Creating a Customer Experience

Creating a great customer experience extends beyond the moment they leave your office or exam room. As a medical professional, the care you provide must make an impact into your patient’s health and wellbeing until you see them again in 1-2 years. Simply handing the patient a prescription as they leave the exam room does not ensure they will benefit from your care. How will your patient successfully maneuver through the endless frame, lens, and coating choices to meet their lifestyle, fashion, and vision needs?

Converting your patients to retail customers must be considered a critical part of the customer journey. As part of your service experience, they will walk away with the perfect pair of spectacles to meet their needs and price point. In return, your office and business benefits: frame sales can easily be a third of your revenue!

Visual Merchandising

Making the conversion from patient to retail customer can be made much easier with visual merchandising. Visual merchandising is the practice of developing floor plans and three-dimensional displays to maximize sales. If done right, it empowers your customers to do most of the pre-sell process without assistance from an associate or sales team member.
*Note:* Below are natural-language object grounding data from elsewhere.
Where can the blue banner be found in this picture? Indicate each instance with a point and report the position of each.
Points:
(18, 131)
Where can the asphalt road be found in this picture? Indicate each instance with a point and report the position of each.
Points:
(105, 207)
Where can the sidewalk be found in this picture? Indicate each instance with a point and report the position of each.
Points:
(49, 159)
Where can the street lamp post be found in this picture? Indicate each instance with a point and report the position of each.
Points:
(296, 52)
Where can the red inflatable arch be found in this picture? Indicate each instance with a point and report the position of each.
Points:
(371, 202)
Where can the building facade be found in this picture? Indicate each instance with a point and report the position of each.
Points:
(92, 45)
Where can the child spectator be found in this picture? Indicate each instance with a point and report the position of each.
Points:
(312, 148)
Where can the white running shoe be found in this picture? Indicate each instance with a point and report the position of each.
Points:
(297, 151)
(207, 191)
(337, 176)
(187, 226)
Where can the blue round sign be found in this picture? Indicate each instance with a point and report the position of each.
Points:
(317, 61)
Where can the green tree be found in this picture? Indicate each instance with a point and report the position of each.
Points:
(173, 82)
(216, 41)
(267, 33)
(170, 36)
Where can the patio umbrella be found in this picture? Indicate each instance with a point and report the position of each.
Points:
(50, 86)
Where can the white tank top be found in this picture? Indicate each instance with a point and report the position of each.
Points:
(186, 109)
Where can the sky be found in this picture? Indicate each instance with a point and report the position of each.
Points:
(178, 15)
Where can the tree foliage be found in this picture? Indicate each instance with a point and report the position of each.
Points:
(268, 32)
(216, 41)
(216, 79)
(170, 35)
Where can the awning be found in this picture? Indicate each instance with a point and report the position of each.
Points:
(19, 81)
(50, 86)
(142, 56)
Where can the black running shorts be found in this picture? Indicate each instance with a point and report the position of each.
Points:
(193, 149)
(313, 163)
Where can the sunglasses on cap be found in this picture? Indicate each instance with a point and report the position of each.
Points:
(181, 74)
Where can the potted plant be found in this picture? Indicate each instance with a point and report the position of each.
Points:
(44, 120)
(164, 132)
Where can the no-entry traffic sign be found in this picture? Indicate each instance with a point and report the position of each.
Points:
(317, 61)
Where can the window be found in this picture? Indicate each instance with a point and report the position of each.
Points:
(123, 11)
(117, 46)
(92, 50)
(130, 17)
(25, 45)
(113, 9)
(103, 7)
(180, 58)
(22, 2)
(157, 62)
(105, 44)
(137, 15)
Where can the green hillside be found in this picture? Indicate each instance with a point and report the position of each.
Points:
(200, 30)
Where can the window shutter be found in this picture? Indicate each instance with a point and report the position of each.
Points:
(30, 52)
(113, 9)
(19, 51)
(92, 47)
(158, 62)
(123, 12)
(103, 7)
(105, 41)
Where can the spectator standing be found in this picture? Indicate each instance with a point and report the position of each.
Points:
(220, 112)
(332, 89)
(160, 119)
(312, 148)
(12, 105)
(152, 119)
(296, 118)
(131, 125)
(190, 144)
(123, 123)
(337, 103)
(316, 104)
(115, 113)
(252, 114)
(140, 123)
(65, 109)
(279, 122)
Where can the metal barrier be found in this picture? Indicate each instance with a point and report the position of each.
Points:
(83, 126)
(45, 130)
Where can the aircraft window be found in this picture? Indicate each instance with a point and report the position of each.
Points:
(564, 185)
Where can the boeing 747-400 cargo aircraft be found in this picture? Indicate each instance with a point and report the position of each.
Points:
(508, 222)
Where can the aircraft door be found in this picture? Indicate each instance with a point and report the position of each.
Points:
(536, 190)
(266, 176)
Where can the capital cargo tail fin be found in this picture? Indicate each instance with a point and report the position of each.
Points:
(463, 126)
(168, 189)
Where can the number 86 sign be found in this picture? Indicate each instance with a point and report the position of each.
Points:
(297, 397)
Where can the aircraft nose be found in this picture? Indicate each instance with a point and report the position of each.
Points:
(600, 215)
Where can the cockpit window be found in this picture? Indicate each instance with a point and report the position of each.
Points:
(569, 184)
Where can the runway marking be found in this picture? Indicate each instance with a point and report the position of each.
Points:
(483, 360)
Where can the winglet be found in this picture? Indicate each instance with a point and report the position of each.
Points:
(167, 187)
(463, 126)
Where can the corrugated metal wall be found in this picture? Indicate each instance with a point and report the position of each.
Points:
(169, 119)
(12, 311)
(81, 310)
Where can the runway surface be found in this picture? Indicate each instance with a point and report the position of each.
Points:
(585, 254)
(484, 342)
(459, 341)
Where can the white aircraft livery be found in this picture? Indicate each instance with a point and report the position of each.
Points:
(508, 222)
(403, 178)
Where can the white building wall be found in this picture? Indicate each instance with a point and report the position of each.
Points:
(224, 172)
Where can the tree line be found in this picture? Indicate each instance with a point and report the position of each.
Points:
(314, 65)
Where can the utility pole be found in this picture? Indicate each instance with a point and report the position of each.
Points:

The power of visual design and appeal applies to countless industries. In web and graphic design, the presentation of text is an essential part of success. Providing structure and hierarchy can draw a reader in—or shut them out. For instance, take the following words. Our team brainstormed our values and created a brand manifesto:

But it wasn’t until we put design behind the words that they truly started reflecting our brand and the way we felt about our work.

The same visual inspiration applies to merchandising

When a customer looks at rows and rows of lenses and products, it does not draw the shopper in. The “massing” of products becomes overwhelming. In addition, the physical space must be clear and provide an easy approach to the merchandise. For instance, chairs, desks, or signage that block access to a display will reduces its “shop-ability.” With bulked products and limited access, the client is not engaged in a story with the products or store. Their experience becomes cluttered and frustrating, and the story falls flat. And don’t forget: stories sell.

Capturing Initial Visual Interest

One quick tip for attracting customers: use your brand visuals to engage. Brand graphics give visual focus to draw customers in. Product display should include an intentional hierarchy. A variety in product placement highlights frame features and gives visual relief, rhythm, and negative space. Window displays at the storefront set the theme for the customers visit. What does your customer want? Great offers? A trendy style? Pumpkin Spice Lattes? Mix it up to provide interest and appeal, and they will want to walk in the door.

Attraction, using your storefront to drive traffic

The story presented by Sunglasses Hut begins with a large, eye-catching visual. That story is reinforced with a featured product offering. Because frames are small products, they can be enhanced by pairing them with a sleek fixture. As a customer walks through the door, the story is reinforced with a larger assortment. This experience can be repeated, altered, and reinvented throughout the year.